“E’ come rivivere il dramma di quel 27 giugno del 1980. Queste dichiarazioni non mi fanno stare bene perché ogni volta che si riaprono questi scenari, questi ricordi si rivive in qualche modo l’angoscia di quei momenti. Ho anche smesso di elucubrare molto su questa vicenda. Parto da un fatto certo che è una sentenza passata in giudicato che fu un missile ad abbattere l’aereo. Al di la della farneticazione che affiorano di tanto in tanto da parte di personaggi più o meno politici. Non capisco quali interessi abbiano.

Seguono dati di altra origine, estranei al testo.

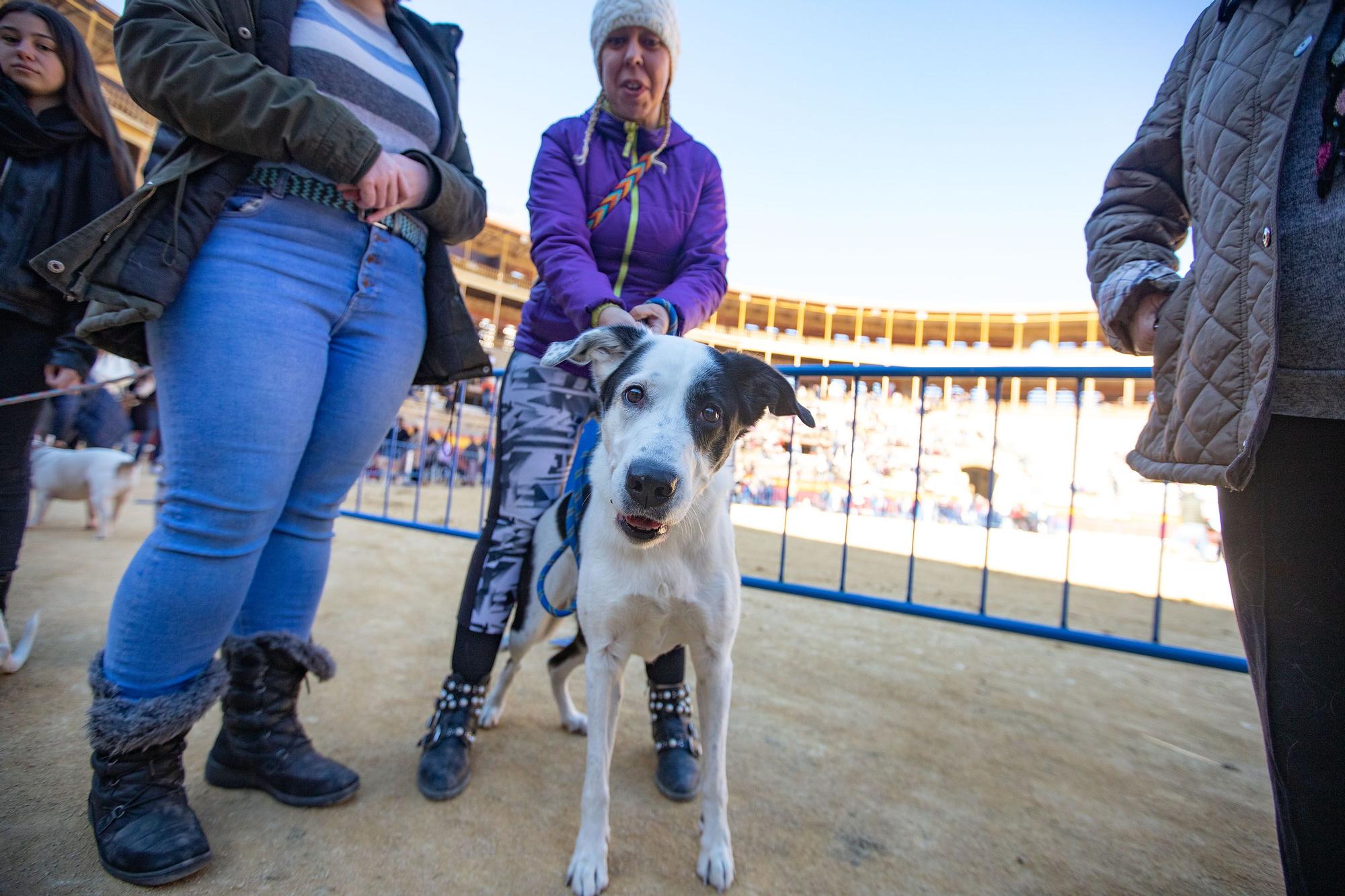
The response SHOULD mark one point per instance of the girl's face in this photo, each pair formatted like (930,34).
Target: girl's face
(637,69)
(29,56)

Salvare la credibilità della nazione? Dichiarazioni come quella di Giuliano Amato vanno nel senso opposto ed è la ragione per cui non voglio pensare a quanto successo in tutti questi anni perché si è persa ogni credibilità. E’ sicuro, è certo che i vertici militari, i vertici politici sapessero già da quaranta anni fa che cosa successe quella notte. Ci sono anche documenti storici in archivio che elencano una serie di eventi che messi insieme con l’esito dell’abbattimento dell’aereo delineano un quadro molto chiaro e definito”. Riccardo Molteni ingegnere è stato campione di pesca subacquea. Nella tragedia del Dc 9 ha perso il padre Annino Molteni, 59 anni, bergamasco, che insieme alla moglie Silvana Collina, romagnola si erano trasferiti a Palermo. Annino Molteni lavorava alla Ispea, (industria sali potassici e affini), per conto della quale fece il viaggio a Milano con ritorno da Bologna.

Il ricordo di Molteni

La sera del 27 giugno di 43 anni Riccardo era a Ustica per una gara internazionale: si svolgeva nell’isola la coppa Europa di pesca subacquea e faceva parte della nazionale italiana. “Al villaggio quella sera c’era una serata evento con la partecipazione di tutte le squadre partecipanti. A un tratto arrivò un avviso al villaggio su un aereo scomparso. C’era anche una nave militare nell’isola per la rassegna vennero chiamati tutti i militari che erano presenti al villaggio. Io chiamai mia madre perché era arrivata la notizia di un aereo proveniente da Roma o da Milano che non si trovava – aggiunge Riccardo Molteni – Io non sapevo che mio padre fosse nel Dc 9. C’era un mio amico di Bologna che doveva venire qui per la rassegna chiamai mia madre per chiedere il numero di telefono di Fausto questo mio amico per sapere se tutto andasse bene. Mia madre mi disse che anche lei aspettava papà. Papà era stato a Milano e avevo preso l’aereo da Bologna. Io era nella cabina telefonica della piazzetta di Ustica, mi sono seduto per terra visto che era arrivata la notizia che l’aereo che non si trovava era partito da Bologna. La mattina ho preso l’aliscafo. Un dramma che non voglio ricordare”.

Il dramma dei familiari

Per i familiari delle vittime queste dichiarazioni creano ansia, dolore. Fanno rivivere momenti molto drammatici. “L’abbattimento dell’aereo è certo – aggiunge Riccardo Molteni – che poi sia stato un missile sparato da un aereo americano o francese avevano il medesimo obiettivo, intercettare un aereo libico partito dalla Jugoslavia dopo un periodo di manutenzione con il benestare occulto del governo italiano che consentiva il passaggio nei territori della penisola. Qualcosa quella sera è andato storto e ha portato all’abbattimento del Dc 9. Io mi baso su una sentenza passata in giudicato che ha stabilito che l’aereo è stato abbattuto da un missile. Leggo di dichiarazione ancora adesso circa la tesi della bomba da parte di generali dell’aeronautica che smentiscono quanto stabilito da una sentenza. Siamo nel paese dei balocchi. Non mi faccia dire altro”.